Le conclave à venir,
Le conclave à venir, les populistes catholiques et les dubia[1]
Pourquoi le pape François doit réviser de toute urgence les protocoles
qui régiront l'élection de son successeur
20 juillet 2021
Le pape François a considérablement modifié la composition du collège électoral, en incorporant des hommes issus de pays qui n'avaient jamais eu de cardinal auparavant. Cela reflète sa volonté de déseuropéaniser l'Église. Il s'agit d'un changement institutionnel très important.
Mais le pape, qui aura 85 ans en décembre, n'a pas mis à jour les normes régissant le conclave. Il doit le faire rapidement, sinon de graves problèmes pourraient survenir.
Un article publié récemment dans la revue politique italienne Il Mulino[2] par le célèbre historien de l'Église Alberto Melloni (l'un de mes maîtres) soulève des questions pressantes concernant le prochain conclave dans une version révisée et mise à jour d'un livre important qu'il a écrit au début des années 2000 sur l'histoire des élections papales.
Il présente d'abord une brève analyse des changements les plus récents dans les règles du conclave, en particulier l'Universi Dominici Gregis (1996) de Jean-Paul II, qui désigne spécifiquement Rome comme le seul lieu où l'élection papale peut avoir lieu, abrogeant ainsi l'ancienne règle selon laquelle le conclave avait lieu là où le pape était mort.

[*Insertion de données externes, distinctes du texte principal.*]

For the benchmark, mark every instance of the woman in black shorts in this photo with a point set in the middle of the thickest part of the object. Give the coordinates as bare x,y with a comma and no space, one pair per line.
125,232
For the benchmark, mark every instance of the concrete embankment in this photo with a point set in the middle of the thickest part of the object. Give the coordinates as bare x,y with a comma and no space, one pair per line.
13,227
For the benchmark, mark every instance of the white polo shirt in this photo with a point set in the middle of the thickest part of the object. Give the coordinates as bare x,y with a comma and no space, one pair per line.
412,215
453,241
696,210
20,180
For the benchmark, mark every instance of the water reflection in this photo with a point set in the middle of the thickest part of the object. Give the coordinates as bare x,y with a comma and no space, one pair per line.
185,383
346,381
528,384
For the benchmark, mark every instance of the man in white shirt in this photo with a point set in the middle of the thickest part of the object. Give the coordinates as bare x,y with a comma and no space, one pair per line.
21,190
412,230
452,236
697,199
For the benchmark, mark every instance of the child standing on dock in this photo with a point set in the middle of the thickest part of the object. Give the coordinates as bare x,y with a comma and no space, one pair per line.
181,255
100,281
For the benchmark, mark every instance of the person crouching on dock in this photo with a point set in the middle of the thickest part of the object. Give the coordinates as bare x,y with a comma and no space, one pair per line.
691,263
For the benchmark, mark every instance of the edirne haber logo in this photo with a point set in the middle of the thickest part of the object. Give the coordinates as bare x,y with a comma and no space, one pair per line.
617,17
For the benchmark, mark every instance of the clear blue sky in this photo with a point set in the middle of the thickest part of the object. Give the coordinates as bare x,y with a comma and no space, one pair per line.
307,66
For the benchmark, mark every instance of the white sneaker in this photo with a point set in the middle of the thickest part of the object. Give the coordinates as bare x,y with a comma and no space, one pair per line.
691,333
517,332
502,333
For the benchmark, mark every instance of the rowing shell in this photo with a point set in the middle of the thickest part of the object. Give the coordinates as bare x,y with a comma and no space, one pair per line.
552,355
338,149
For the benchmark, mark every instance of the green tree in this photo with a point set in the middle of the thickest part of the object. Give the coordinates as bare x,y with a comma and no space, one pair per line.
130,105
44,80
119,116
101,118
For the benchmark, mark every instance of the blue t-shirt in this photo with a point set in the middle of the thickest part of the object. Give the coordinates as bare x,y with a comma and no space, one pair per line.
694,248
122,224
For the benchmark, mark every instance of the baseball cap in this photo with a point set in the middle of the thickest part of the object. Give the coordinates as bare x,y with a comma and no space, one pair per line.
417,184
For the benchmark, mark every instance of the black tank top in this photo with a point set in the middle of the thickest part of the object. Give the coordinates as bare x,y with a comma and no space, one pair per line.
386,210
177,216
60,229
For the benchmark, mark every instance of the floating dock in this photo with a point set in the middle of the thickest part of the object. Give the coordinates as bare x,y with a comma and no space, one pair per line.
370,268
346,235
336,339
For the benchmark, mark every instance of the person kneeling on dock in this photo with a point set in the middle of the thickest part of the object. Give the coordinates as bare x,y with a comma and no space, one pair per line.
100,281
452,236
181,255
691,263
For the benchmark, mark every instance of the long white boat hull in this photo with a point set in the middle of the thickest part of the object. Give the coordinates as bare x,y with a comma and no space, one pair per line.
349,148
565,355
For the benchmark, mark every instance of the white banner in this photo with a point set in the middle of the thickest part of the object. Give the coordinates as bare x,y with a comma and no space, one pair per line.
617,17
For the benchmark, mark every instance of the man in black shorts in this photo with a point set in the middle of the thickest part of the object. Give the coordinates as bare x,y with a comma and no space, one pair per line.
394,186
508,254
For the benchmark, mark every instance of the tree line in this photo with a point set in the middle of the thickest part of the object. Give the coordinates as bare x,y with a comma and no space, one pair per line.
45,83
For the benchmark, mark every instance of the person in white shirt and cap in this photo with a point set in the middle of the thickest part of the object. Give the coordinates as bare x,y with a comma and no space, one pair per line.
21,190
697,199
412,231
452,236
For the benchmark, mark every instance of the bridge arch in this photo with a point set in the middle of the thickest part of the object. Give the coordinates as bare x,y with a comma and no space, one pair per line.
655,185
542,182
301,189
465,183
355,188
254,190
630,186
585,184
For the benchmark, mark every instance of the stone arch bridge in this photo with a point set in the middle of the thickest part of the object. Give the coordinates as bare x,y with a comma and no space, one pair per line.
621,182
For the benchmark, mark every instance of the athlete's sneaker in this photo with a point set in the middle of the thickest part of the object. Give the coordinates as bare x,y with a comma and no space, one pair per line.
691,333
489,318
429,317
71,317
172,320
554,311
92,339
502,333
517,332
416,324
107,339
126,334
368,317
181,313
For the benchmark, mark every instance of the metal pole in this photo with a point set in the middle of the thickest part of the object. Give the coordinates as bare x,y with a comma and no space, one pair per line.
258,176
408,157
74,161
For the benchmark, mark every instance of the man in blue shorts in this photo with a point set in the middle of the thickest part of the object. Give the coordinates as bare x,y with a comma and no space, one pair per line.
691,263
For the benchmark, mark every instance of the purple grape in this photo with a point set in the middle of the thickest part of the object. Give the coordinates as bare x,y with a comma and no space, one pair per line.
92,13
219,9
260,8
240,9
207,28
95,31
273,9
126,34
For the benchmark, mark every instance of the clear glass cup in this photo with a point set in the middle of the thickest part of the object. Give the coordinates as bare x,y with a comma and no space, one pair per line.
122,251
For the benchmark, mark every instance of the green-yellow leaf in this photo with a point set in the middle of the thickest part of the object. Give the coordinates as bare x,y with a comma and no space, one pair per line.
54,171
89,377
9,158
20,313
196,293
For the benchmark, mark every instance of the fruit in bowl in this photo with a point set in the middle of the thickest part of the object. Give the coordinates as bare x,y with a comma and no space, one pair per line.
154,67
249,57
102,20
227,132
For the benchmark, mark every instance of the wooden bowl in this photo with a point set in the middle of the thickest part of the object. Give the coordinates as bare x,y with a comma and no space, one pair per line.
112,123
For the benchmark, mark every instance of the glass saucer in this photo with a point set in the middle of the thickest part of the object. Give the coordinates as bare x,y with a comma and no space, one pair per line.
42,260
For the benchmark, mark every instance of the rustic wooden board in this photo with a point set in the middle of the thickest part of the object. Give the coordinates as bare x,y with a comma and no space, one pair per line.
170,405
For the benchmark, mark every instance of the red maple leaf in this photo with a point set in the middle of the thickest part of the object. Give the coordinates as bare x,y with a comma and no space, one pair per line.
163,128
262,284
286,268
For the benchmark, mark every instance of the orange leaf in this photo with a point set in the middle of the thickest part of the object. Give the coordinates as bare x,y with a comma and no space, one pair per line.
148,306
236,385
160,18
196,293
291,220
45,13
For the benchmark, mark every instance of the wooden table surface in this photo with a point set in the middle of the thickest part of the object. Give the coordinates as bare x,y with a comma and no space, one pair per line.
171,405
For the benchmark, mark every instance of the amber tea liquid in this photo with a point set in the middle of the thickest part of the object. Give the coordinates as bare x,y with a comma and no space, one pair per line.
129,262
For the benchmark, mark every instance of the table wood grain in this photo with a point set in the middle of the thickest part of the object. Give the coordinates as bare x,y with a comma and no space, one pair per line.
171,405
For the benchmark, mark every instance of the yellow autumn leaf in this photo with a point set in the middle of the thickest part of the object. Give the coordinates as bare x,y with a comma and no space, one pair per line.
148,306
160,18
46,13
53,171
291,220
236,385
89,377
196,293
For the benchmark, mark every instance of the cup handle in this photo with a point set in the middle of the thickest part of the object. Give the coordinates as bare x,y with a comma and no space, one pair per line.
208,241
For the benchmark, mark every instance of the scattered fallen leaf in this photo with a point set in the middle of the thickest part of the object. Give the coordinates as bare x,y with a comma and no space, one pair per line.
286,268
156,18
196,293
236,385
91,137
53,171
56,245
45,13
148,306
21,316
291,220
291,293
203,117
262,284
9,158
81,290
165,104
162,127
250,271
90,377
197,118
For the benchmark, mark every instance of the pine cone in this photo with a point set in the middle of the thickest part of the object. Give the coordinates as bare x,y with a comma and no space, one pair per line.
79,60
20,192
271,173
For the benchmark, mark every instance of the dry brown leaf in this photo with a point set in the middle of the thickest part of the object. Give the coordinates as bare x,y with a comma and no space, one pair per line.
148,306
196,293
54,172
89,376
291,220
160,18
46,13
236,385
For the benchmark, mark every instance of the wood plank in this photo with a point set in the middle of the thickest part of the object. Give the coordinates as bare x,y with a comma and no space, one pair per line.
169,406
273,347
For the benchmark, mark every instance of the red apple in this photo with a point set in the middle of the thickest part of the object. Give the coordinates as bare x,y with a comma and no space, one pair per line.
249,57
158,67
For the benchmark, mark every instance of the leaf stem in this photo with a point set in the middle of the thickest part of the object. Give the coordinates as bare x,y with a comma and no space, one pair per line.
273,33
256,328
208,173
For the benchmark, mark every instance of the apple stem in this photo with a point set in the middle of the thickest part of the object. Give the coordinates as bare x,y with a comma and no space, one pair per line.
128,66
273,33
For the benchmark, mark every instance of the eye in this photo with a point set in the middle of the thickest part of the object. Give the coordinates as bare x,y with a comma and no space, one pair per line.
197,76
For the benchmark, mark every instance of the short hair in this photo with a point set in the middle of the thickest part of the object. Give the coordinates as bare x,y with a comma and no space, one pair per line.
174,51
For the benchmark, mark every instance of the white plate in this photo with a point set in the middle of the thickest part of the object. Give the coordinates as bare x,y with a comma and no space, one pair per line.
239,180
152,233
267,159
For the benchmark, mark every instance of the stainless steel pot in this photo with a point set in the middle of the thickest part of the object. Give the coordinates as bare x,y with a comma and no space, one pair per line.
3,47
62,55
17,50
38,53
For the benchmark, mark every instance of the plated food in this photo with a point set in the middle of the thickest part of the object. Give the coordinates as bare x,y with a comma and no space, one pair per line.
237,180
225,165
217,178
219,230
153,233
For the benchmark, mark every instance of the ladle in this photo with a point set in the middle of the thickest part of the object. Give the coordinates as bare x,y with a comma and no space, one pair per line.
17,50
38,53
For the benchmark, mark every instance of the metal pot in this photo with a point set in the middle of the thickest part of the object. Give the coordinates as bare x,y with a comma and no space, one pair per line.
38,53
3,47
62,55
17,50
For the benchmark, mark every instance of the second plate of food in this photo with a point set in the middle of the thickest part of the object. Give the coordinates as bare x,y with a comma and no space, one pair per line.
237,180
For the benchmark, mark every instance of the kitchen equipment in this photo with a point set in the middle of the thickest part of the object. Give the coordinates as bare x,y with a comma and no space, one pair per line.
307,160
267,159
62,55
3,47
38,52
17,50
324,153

A. Melloni mentionne ensuite la légère modification apportée par Benoît XVI à l'Universi Dominici Gregis le 22 février 2013, peu après avoir annoncé sa démission de la papauté. Benoît XVI a rétabli dans tous les cas la nécessité d'une majorité des deux tiers pour l'élection du Pontife romain, annulant la possibilité d'élection à la majorité simple que Jean-Paul avait introduite. La liberté du prochain conclave est en danger. Melloni précise que François n'a aucune obligation de mettre à jour les normes du conclave, mais il exhorte le pape à le faire sur la base de deux faits nouveaux.
Le premier est la création par François de nouvelles règles pour lutter contre les abus sexuels commis par des membres du clergé et l'inaction des évêques dans un système qui peut parfois prendre la forme d'une justice sommaire au détriment de l'équité en raison de la pression extérieure visant à faire preuve de fermeté à l'égard du clergé en infraction.
Le second est la restauration par François du système de "justice temporelle" au Vatican, qui pourrait exposer les cardinaux à des accusations capables de les exclure du conclave ou au moins de la liste des papabili (principaux prétendants).Ces nouveaux développements, dit Melloni, mettent en danger la liberté du prochain conclave.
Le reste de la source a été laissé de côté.